Out of Stock vs Stockout – Key Differences and How to Avoid It

Imagine someone going into an online/offline store, finding something they want to purchase, and putting that item into their shopping cart. But when they’re at the checkout counter, the cashier tells them that the item they want has just become unavailable before the purchase. They close the tab. They buy from your competitor. And there is a good chance they never come back.

This is the real cost of poor inventory management, or you can say not using a cloud-based inventory software is the cost. Still, some Indian business owners confuse the two words that create most issues concerning stock: stock out and out of stock. They are similar, and it is easy to confuse them; however, the consequence of confusion is that you will be addressing the wrong issue. Let us know the key differences between out of stock and stock out, and show you exactly how to prevent both.

What is a stockout?

A stockout is an internal inventory event. When a product in your inventory has no units left in stock (0), there is no more available supply to meet the current amount of demand. This is a problem in either your supply chain or operations; this is also a hidden problem for your customers, who typically wouldn’t know about this until they exhausted their supplies and had an unmet need for that item.

Some of the causes that result in products being “out of stock” include demand forecasting errors, supplier shipment delays, incorrect manual entry (typos) into the inventory management software, or simply forgetting to set a reorder alert for a high-demand product.
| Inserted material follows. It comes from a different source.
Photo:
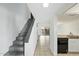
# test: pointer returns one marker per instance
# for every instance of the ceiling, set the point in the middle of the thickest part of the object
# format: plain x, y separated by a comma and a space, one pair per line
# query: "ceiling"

What does out of stock mean?

Out of stock is what the customer sees. It is the empty shelf, the “sold out” badge on your product page, the apologetic message from your sales team. It is the moment a buyer tries to purchase something and cannot, because it is simply not there.

Every stockout eventually becomes an out-of-stock situation if left unchecked. But an out-of-stock can also happen even when items exist in your warehouse, if they are in the wrong location, allocated to the wrong channel, or not reflected correctly in your system.

Stock out = a warehouse problem, whereas out of stock = a customer experience problem. One feeds the other, but they need different fixes.

Stock out vs out of stock: a quick comparison

FeatureStock outOut of stock
PerspectiveInternal / operationsExternal / customer-facing
Who notices firstWarehouse or inventory systemEnd customer
Main causeSupply chain failureVisibility or fulfilment gap
Fixable before the customer sees?Yes, if caught earlyNo,  they have already seen it

Why does this matter for Indian businesses?

Retail and e-commerce in India have many players vying for attention. Whether selling via Amazon India, Flipkart, or Meesho, or your own Direct-To-Consumer (D2C) website, a customer has many other options to click on. A stockout resulting in an out-of-stock situation could result in multiple losses to the retailer, as there will be a lost sale, a lost customer, and a possibility for a bad review, and it can take months for a seller to recover from this. 

Add to that the intensity of Indian demand peaks, Diwali, Holi, Eid, back-to-school season, IPL, and the cost of poor inventory planning multiplies fast. Businesses that rely on spreadsheets and manual tracking are the most vulnerable, whereas those that use inventory management software, such as MargBooks. By the time a stockout is noticed, it is often too late. 

How to prevent stockouts and out-of-stock situations

The positive aspect of both problems; they can both be avoided if the proper procedure and repetitive actions are in effect. 

1. Set reorder points for every product

Without this, you are always reacting instead of planning. If you use the Stock management software, you can easily set your reorder points as they notify you whenever your stock reaches a certain limit.  

2. Always carry safety stock

Another viewpoint of the Safety stock concept is that it provides a cushion to absorb/absorb the impact of variable demand (due to either fluctuations in consumer purchasing behavior) and/or disruption of your supply chain (delays by vendors). Retailers frequently fail to anticipate the level/amount of Safety Stock they need. This is especially true before peak sales times. The existence of safety stock delays a stock-out situation if the supplier is even a few days late. 

3. Use real-time inventory visibility

If the stock levels are not updated until the end of business each day or once every week, you are operating with no visibility. By the time you start to see a stock-out on your reports, your customers have already experienced a stock-out. Real-time tracking closes that gap completely.

4. Sync stock across all your sales channels

Selling on multiple platforms? Every channel needs to reflect the same live inventory count. If there is no synchronization between inventory levels, you increase the chances of overselling on one channel and underselling on another. This hurts your customer trust. 

5. Plan for demand peaks in advance

By using a cloud-based inventory management software, you can analyse your past sales data before every major Indian festival or shopping event. Order early, communicate lead times with your suppliers, and build your buffer stock well before demand arrives, not in the middle of it. 

Conclusion

Out of stock and out of stock status are two different sides of the same inventory issue. One is an internal inventory issue, while the other is a customer-facing inventory issue. Both cost you money, customers, and reputation. But with smart processes and the right cloud-based inventory management software such as MargBooks, both are entirely preventable. The businesses winning in Indian retail today are not the ones with the most products. They are the ones who never run out of the right ones.